In 2004 the U-6 reading was also around 10% when the Fed began to tighten monetary policy. By the U-6 standard, it would seem the threshold to taper asset purchases has been met.
Strong Results
Even more impressive was the decline in the number of people unemployed, dropping by 318,000 to 8.4 million from 8.7 million in July and 9.5 million in June. The significant part about this total is that the lower reading was not due to people dropping off and no longer being counted as unemployed. The not in the labor force metric had its third straight month of declines and fell by 49,000 in August to 100 million. Additionally, the employed metric rose by 509,000 to 153.1 million in August from 151.6 million in June. Overall, the labor force grew in size to 161.5 million in August, up by 190,000. All of this data shows that people looking for work in August found it, and people who were not part of the labor force came back into the job market.

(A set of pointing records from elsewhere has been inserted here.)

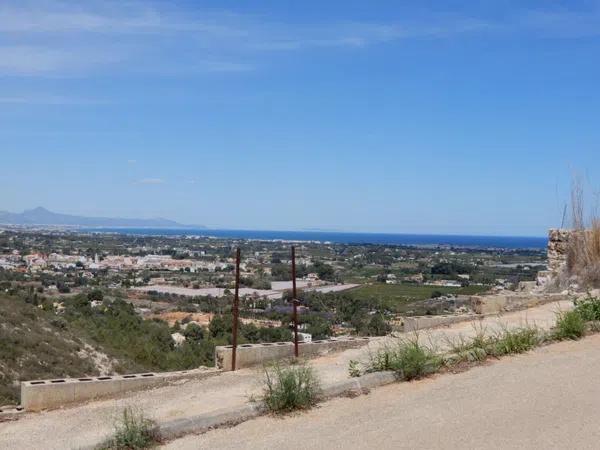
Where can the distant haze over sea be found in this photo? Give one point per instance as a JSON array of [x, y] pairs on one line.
[[510, 242]]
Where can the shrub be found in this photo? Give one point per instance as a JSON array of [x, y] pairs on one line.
[[132, 432], [473, 350], [570, 325], [588, 309], [409, 359], [289, 388], [518, 340], [354, 368]]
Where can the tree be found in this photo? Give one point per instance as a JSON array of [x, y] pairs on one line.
[[95, 295], [193, 332]]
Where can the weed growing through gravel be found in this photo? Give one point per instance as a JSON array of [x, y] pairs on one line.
[[408, 358], [570, 325], [132, 432], [290, 387]]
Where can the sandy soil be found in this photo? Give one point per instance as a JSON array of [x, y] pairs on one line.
[[74, 427], [547, 399]]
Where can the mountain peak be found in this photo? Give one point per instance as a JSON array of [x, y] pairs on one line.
[[43, 216]]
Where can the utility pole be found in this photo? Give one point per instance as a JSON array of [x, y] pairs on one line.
[[236, 308], [294, 301]]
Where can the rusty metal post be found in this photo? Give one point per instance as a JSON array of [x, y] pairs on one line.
[[236, 308], [294, 301]]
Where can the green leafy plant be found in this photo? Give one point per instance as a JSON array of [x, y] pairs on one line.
[[408, 358], [588, 308], [519, 340], [354, 368], [132, 432], [290, 387], [570, 325]]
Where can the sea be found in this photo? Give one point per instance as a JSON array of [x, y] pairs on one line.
[[421, 240]]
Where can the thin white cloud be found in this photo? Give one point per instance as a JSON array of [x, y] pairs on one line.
[[150, 181], [60, 38], [46, 99]]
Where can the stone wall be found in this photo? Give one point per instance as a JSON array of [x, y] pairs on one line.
[[558, 242], [558, 249], [38, 395], [249, 355]]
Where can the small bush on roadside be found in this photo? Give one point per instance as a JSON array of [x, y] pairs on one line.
[[289, 388], [517, 340], [132, 432], [469, 350], [354, 368], [588, 308], [570, 325], [409, 359]]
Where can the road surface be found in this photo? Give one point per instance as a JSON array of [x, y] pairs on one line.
[[546, 399]]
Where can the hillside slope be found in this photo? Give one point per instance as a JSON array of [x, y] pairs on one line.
[[34, 344], [42, 216]]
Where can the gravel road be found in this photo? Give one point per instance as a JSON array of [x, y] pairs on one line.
[[547, 399]]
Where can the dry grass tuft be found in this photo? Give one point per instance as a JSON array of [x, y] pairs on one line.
[[583, 254]]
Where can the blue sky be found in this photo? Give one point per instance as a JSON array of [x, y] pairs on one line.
[[423, 117]]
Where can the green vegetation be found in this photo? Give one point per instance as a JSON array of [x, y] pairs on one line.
[[290, 388], [34, 344], [512, 341], [393, 295], [132, 432], [354, 368], [137, 343], [408, 358], [570, 325], [588, 309]]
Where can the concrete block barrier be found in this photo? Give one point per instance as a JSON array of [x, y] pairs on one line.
[[495, 304], [249, 355], [38, 395], [414, 323]]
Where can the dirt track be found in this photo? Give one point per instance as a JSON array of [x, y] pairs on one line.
[[78, 426], [547, 399]]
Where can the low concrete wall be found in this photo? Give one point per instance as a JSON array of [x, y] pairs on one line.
[[47, 394], [494, 304], [249, 355], [414, 323]]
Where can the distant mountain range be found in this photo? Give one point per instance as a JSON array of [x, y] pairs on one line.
[[41, 216]]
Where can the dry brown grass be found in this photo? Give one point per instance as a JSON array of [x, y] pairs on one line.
[[583, 256]]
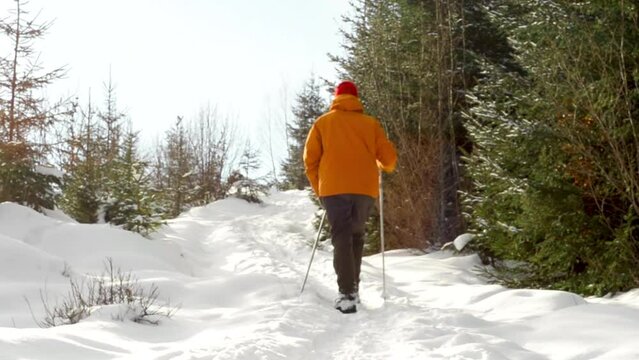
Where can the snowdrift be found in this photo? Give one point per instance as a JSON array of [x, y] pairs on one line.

Given this, it seems as if the job market is pretty robust, and while the GDP growth is moderating, it appears to be returning to its longer-term trend. That return to trend is happening faster than most people believed it would. However, the economy returning to its long-term trend is not a reason to delay the tapering process.
Now’s The Time
If anything, now is the perfect time for the Fed to taper and not to delay. The US equity market is trading at an all-time high and, for the most part, has completely ignored any risk that tighter financial conditions may bring to it. Should the Fed wait, it only provides the equity market a chance to move lower before a taper, creating a situation the Fed should try to avoid. A stock market correction is never fun, but it may be easier to navigate from a record high from a positioning standpoint.
While the economy has slowed in the third quarter and the headline job number for August missed expectations, not much has really changed from the Fed’s point of view. The economy is quite strong and no longer in need of the ultra-accommodative monetary policy.